# Product Recall



## milalic (Aug 26, 2005)

NEWS from CPSC
U.S. Consumer Product Safety Commission
Office of Information and Public Affairs Washington, DC 20207

----------------------------------------------------------------------------
----
FOR IMMEDIATE RELEASE
March 13, 2006
Release #06-111 Firm's Recall Hotline: (866) 276-8872
CPSC Recall Hotline: (800) 638-2772
CPSC Media Contact: (301) 504-7908

"AquaPod" 12-Gallon Aquariums Recalled Due to Shock Hazard
WASHINGTON, D.C. - The U.S. Consumer Product Safety Commission, in
cooperation with the firm named below, today announced a voluntary recall of
the following consumer product. Consumers should stop using recalled
products immediately unless otherwise instructed.

Name of Product: AquaPod 12-Gallon Aquariums

Units: About 1,000

Manufacturer and Distributor: Current USA Inc., of Vista, Calif.

Hazard: These aquariums have three power cords, two for the aquarium lamps
and one for the air pump. When only one of the two lamp cords is plugged in,
the unplugged lamp cord can become energized, posing an electrical shock
hazard to consumers.

Incidents/Injuries: Current USA Inc. has received nine reports of electrical
problems with these aquariums, resulting in seven consumers suffering shocks
by touching unplugged, energized lamp cords.

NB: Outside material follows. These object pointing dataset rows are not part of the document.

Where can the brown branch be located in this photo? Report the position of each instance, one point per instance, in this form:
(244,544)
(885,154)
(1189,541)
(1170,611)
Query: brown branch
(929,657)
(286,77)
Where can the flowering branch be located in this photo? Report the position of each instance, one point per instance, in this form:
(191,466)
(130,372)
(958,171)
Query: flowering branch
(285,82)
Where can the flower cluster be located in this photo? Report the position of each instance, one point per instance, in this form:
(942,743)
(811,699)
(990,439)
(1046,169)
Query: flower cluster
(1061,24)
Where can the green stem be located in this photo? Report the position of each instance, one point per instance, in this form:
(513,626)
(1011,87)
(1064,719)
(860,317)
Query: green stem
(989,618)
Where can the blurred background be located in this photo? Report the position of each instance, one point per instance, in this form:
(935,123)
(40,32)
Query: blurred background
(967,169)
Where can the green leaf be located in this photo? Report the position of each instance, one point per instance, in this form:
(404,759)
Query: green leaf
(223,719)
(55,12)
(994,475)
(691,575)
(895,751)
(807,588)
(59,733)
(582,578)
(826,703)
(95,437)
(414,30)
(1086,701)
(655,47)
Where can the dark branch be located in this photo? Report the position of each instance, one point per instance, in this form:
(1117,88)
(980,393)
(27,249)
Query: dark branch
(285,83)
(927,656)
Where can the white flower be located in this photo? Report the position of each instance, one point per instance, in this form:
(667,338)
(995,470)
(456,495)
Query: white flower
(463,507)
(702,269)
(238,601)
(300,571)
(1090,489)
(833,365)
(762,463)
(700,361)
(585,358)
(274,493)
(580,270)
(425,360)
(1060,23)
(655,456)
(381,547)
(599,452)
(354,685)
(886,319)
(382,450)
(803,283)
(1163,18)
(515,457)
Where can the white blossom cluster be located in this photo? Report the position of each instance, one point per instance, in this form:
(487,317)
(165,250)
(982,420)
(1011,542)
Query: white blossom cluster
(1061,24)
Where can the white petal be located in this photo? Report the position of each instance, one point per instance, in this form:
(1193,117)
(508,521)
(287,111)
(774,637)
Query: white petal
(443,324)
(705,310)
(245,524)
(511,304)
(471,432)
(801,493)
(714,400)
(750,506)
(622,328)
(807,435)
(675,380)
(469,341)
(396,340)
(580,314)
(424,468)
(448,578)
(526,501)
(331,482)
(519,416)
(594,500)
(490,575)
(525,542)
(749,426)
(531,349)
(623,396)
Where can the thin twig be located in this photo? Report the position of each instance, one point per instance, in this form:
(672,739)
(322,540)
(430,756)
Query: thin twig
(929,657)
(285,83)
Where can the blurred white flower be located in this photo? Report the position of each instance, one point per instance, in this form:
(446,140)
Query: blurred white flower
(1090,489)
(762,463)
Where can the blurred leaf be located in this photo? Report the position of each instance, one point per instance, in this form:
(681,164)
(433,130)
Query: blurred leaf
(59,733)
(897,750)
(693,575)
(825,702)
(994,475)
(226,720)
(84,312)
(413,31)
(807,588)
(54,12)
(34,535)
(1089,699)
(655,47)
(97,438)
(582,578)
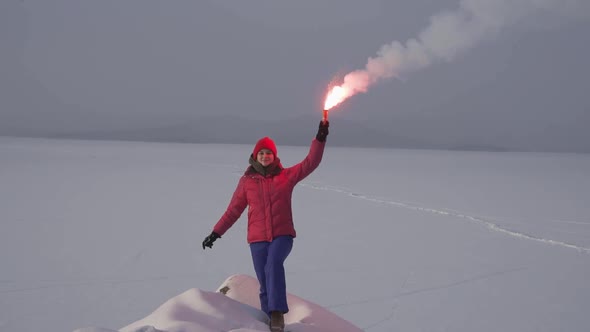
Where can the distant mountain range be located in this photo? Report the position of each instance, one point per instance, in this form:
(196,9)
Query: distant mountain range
(297,131)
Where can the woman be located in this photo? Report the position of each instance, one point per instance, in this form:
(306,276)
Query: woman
(266,189)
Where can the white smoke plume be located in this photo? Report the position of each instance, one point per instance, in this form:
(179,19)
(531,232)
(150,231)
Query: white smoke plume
(449,34)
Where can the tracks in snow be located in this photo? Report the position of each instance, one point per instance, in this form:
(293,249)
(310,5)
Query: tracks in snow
(478,220)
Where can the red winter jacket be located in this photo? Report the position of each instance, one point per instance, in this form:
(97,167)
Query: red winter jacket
(269,199)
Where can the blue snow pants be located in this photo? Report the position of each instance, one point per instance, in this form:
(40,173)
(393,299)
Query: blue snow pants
(268,258)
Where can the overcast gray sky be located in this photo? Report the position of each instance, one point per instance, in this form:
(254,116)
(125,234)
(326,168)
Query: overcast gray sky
(510,74)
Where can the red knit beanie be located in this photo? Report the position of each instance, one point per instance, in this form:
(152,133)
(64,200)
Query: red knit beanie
(264,143)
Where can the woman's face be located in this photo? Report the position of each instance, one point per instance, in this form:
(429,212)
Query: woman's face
(265,157)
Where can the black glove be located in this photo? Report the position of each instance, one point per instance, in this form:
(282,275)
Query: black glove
(208,242)
(323,131)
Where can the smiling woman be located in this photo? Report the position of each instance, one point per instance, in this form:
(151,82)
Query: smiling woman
(266,189)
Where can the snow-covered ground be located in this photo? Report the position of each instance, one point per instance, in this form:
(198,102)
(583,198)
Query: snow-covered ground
(103,233)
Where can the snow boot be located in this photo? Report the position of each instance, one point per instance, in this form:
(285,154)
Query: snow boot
(277,321)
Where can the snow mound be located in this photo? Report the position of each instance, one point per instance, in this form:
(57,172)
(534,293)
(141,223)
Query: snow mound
(234,307)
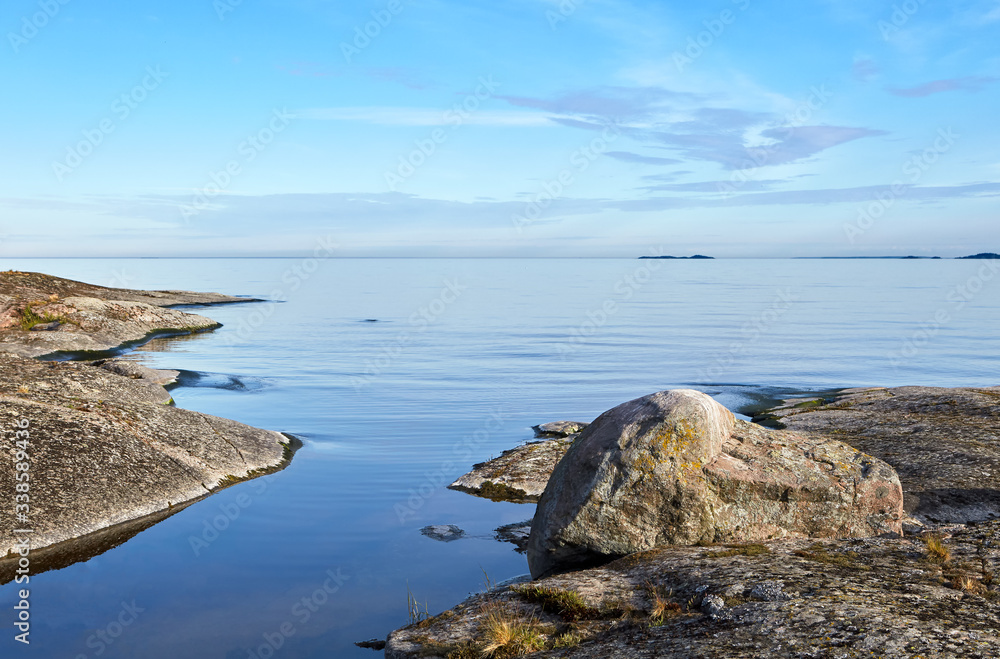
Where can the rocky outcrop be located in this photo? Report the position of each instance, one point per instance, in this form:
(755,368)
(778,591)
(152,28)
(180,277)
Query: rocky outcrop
(678,468)
(519,474)
(104,449)
(896,598)
(108,456)
(943,443)
(559,428)
(41,315)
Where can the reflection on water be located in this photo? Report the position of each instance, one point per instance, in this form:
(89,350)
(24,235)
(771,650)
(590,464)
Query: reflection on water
(389,410)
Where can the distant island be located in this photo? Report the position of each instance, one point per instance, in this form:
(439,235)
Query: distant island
(898,258)
(696,256)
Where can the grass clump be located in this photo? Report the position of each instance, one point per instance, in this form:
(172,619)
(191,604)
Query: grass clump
(501,492)
(662,605)
(937,552)
(506,635)
(414,614)
(568,639)
(968,584)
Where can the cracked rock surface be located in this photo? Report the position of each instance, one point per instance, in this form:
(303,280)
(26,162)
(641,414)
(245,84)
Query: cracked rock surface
(106,449)
(43,315)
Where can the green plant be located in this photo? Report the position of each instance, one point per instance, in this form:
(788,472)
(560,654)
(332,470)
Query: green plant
(413,613)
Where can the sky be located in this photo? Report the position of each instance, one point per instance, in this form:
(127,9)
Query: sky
(735,128)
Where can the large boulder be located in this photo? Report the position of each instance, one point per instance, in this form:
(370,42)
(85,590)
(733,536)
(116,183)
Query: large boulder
(677,468)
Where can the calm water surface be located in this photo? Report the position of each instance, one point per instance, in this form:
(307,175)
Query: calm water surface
(466,356)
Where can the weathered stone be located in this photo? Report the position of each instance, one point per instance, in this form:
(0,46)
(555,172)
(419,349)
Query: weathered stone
(81,317)
(516,534)
(798,598)
(137,371)
(519,474)
(944,443)
(677,468)
(443,532)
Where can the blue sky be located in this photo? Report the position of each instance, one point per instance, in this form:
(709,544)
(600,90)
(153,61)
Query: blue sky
(528,127)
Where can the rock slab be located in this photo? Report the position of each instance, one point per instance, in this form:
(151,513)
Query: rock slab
(943,442)
(105,449)
(677,468)
(43,315)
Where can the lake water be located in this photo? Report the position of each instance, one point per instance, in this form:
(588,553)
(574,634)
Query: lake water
(465,357)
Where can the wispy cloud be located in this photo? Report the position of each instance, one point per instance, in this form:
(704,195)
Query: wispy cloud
(402,116)
(627,156)
(686,124)
(967,84)
(864,69)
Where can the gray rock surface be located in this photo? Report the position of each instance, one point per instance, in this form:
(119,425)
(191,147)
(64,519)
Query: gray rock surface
(519,474)
(138,371)
(943,443)
(105,449)
(788,599)
(80,317)
(676,467)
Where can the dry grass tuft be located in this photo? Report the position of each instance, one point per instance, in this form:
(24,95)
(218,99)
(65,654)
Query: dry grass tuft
(936,549)
(506,635)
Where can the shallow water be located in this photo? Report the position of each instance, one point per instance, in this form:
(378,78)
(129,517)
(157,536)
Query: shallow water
(464,357)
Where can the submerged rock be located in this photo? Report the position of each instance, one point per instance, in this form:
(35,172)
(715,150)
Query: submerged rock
(943,443)
(443,532)
(676,467)
(516,534)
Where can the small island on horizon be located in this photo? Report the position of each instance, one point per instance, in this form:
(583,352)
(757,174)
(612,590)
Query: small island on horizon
(696,256)
(982,255)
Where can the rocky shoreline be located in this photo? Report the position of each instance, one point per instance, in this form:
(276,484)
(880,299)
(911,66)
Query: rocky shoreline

Description: This recall affects AquaPod Aquariums with model number 7050.
The model number is not written on the aquariums, but is on the owner's
manual and the packaging. Only aquariums without a white label containing
the manufacturer date and a bar code, which is attached to light reflector
inside lid of the aquariums are included in this recall. To check if your
unit has a white sticker, open the aquarium lid and look on the bottom left
corner of the light reflector. If your AquaPod 12-Gallon System has a white
label with a date in black letters and bar code, it is not included in the
recall. Model numbers 7051 and 7052 aquariums also are not included in the
recall.

Sold in: Pet stores nationwide, pet merchandise catalogs, and by Web
retailers from December 2005 through January 2006 for about $240.

Manufactured in: China

Remedy: Consumers should stop using these aquariums immediately by turning
off the power at the breaker switch and unplugging all the cords. Consumers
should contact their local retailer or call the firm for information on
receiving a free replacement aquarium.

Consumer Contact: For more information, consumers should call Current USA
Inc. toll-free at (866) 276-8872 between 9 a.m. and 4 p.m. PT Monday through
Friday, or visit the firm's Web site at www.current-usa.com

Thanks to Frank Greco for the news.


----------



## slickwillislim (Oct 11, 2005)

Wow that would be surprising to pick up an unplugged cord and getting shocked. I hope the 1000 people that bought those aquariums read this.


----------